“Ella” aka “shla”

imageIt is our last day in Bethel, and I finally have some time to post a blog. I have generally been getting up at least an hour and a half before my traveling companions, all of whom appear to be “evening people.” For me, morning is best time for thinking, reflection and prayer. For the last ten days my mornings have been spent worrying about the cast of characters for our film. When we arrived last week only a few people had committed to working with us. As we stepped off the plane last week, I was hoping that the 12 months of preparation, the many emails, and the initial visit last August had established just enough of a relationship with folks here to allow them to say “yes” to our request to point a camera at their faces and say “rolling.” One by one they took my calls and said yes and for this especially I am grateful.

I am also grateful for this group of students, for their incredible work ethic and for their willingness to give themselves over to the project.
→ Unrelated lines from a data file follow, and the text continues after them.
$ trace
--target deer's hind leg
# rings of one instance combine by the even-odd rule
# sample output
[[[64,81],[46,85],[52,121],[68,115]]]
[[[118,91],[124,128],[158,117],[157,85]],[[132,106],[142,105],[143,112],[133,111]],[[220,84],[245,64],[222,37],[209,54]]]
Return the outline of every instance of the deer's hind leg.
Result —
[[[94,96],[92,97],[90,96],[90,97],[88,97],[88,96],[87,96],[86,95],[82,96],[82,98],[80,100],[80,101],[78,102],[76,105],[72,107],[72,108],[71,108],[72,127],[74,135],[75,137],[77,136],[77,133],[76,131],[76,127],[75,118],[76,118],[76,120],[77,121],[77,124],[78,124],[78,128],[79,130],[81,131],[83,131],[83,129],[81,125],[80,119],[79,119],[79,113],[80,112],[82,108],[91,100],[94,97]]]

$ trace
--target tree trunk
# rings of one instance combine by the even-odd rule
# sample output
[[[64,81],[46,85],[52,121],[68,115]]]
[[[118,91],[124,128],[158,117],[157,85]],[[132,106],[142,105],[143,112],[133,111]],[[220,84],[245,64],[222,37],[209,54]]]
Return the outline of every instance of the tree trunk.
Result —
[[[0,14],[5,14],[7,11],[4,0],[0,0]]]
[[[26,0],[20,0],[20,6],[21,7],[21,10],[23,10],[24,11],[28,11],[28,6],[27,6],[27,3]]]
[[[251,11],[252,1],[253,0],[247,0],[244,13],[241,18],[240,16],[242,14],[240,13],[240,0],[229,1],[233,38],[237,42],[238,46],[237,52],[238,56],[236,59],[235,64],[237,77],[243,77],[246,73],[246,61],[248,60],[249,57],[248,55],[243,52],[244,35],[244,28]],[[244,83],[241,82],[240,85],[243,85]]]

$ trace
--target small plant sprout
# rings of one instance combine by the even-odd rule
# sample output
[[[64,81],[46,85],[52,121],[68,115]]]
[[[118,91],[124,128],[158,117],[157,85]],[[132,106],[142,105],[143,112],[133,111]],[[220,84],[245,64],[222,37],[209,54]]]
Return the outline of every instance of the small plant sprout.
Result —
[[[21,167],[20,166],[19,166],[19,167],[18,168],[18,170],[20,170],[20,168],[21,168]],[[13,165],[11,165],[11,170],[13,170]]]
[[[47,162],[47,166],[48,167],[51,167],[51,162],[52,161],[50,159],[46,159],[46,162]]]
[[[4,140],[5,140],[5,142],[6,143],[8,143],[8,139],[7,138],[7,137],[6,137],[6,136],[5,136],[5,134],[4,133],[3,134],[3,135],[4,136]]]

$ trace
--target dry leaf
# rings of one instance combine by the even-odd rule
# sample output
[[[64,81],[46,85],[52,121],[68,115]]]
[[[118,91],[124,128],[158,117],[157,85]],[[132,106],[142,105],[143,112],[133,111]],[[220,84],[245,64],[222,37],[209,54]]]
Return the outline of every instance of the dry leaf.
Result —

I have often told colleagues back at Creighton that it is impossible to replicate this learning environment in a normal semester class and it is utterly inconceivable online. I experience this as the archetypal Arts and Sciences educational experience, and it reminds me anew why college teaching is such a great privilege.
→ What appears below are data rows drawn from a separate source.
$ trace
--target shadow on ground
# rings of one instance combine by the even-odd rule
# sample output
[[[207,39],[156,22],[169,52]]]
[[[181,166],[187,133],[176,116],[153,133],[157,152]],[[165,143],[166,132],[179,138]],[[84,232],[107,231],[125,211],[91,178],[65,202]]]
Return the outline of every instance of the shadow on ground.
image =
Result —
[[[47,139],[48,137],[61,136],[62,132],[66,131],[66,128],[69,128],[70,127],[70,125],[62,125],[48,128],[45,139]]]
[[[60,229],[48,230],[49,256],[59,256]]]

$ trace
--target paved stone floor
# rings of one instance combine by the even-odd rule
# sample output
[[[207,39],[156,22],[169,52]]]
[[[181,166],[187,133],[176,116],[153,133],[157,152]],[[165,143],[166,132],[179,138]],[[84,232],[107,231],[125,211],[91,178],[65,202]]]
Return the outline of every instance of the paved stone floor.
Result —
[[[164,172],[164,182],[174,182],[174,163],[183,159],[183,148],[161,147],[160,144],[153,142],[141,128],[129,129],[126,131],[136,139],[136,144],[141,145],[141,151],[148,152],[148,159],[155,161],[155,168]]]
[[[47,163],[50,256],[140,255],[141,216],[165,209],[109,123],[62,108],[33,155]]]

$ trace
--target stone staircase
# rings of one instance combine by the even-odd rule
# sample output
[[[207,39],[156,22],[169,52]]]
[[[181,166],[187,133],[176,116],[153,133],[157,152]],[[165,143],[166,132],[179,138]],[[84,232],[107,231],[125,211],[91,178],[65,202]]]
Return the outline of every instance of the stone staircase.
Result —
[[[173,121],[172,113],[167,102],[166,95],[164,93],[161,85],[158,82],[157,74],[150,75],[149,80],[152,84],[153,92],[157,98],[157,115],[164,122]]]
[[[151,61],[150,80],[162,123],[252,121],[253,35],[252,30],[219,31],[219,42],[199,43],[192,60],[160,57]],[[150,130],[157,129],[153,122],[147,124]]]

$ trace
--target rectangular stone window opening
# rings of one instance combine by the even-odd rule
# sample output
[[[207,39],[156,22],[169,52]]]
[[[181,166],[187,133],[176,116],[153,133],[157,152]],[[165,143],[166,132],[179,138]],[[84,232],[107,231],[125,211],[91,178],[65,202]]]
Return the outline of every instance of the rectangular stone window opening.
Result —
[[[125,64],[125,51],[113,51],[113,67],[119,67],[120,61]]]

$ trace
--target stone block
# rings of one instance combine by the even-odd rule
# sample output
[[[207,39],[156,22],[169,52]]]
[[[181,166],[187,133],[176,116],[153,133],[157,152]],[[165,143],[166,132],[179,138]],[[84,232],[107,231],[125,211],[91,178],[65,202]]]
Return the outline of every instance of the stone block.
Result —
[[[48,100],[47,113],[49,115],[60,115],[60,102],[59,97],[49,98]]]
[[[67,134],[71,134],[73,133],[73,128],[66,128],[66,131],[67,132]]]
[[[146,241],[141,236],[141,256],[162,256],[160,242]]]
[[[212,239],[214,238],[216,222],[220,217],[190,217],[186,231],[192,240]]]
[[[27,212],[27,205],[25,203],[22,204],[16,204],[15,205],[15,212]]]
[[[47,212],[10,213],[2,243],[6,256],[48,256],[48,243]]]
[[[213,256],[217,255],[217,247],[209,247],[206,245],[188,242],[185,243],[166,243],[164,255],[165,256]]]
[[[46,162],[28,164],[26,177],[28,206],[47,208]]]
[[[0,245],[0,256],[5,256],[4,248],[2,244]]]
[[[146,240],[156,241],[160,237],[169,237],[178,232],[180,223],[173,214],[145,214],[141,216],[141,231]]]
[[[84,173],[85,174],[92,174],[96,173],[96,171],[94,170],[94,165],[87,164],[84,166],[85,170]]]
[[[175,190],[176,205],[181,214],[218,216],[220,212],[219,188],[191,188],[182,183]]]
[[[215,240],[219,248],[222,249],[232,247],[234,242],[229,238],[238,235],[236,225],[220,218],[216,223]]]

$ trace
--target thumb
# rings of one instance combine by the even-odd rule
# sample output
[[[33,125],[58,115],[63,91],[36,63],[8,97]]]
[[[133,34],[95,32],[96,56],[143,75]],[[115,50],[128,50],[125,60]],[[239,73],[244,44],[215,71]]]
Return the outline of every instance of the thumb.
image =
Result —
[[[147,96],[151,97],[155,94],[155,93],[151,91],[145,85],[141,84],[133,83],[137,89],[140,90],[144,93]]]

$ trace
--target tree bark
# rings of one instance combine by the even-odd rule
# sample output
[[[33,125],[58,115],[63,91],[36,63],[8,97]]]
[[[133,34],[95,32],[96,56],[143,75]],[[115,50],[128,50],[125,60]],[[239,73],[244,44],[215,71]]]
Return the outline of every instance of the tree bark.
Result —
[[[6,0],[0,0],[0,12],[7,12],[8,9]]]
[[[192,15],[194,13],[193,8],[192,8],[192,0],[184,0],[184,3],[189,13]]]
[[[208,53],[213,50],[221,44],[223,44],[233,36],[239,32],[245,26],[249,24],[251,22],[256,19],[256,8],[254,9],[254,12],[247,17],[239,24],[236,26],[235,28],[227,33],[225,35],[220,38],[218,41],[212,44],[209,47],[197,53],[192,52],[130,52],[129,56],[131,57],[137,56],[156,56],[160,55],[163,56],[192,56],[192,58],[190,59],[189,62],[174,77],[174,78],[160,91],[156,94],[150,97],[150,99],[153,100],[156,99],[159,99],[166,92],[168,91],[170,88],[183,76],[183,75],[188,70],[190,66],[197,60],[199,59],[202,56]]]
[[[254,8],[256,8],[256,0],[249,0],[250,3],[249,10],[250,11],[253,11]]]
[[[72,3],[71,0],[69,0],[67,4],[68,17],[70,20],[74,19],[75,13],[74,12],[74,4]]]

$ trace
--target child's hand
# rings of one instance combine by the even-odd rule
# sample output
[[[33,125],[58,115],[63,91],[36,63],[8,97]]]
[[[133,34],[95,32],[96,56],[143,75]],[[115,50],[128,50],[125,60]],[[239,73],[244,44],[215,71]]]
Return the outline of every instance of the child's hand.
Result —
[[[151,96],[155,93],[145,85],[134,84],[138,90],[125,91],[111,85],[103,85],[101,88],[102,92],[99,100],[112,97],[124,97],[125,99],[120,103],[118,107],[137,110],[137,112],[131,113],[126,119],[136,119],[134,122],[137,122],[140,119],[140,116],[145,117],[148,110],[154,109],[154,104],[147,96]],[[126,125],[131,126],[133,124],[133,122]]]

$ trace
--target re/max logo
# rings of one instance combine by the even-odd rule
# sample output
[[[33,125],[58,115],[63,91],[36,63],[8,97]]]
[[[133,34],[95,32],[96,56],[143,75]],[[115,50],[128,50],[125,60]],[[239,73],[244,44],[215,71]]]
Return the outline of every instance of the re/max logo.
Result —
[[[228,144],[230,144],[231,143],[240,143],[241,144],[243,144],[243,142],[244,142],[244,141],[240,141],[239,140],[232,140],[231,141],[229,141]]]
Two weeks ago I discovered the Yupi’ik word “Ella” – pronounced kind of like “shla”. It means, “weather, land, universe” and, according to some “everything.” As a concept, it sounds strong spiritual tones – especially among the Elders – that evoke in the hearer a sense of the universal connectedness of things and binding presence of spirit. There have been a couple of moments this week when the universe seemed to intervene and add fullness to our efforts to complete this project. Yesterday we interviewed a Yup’ik college student whose voice filled a gaping hole in our footage. Without any prompting from us his personal story flowed out of him, an eloquent streams of words arranging themselves as if on cue around the video images we had already shot, but which had as yet no voice. It was almost like “Ella” was responding to this need, at least it felt so to me. So, I am also grateful too for this new word “Ella” and for the way it has expanded my heart.


3 thoughts on ““Ella” aka “shla”

  1. John I have really enjoyed reading your students blogs on Bethel. I hope Kathy will post a link to your film when it’s finished. Would love to see it.

  2. It is indeed a good group. And I wish there were a proper equivalent in the English language for the word ella

  3. I’m really happy that everything came together for you! I’m also thankful to you for allowing me to be a small part of the group, especially attending the training with Rose. I learned alot about my home too! Thank you! I cant wait to see the film!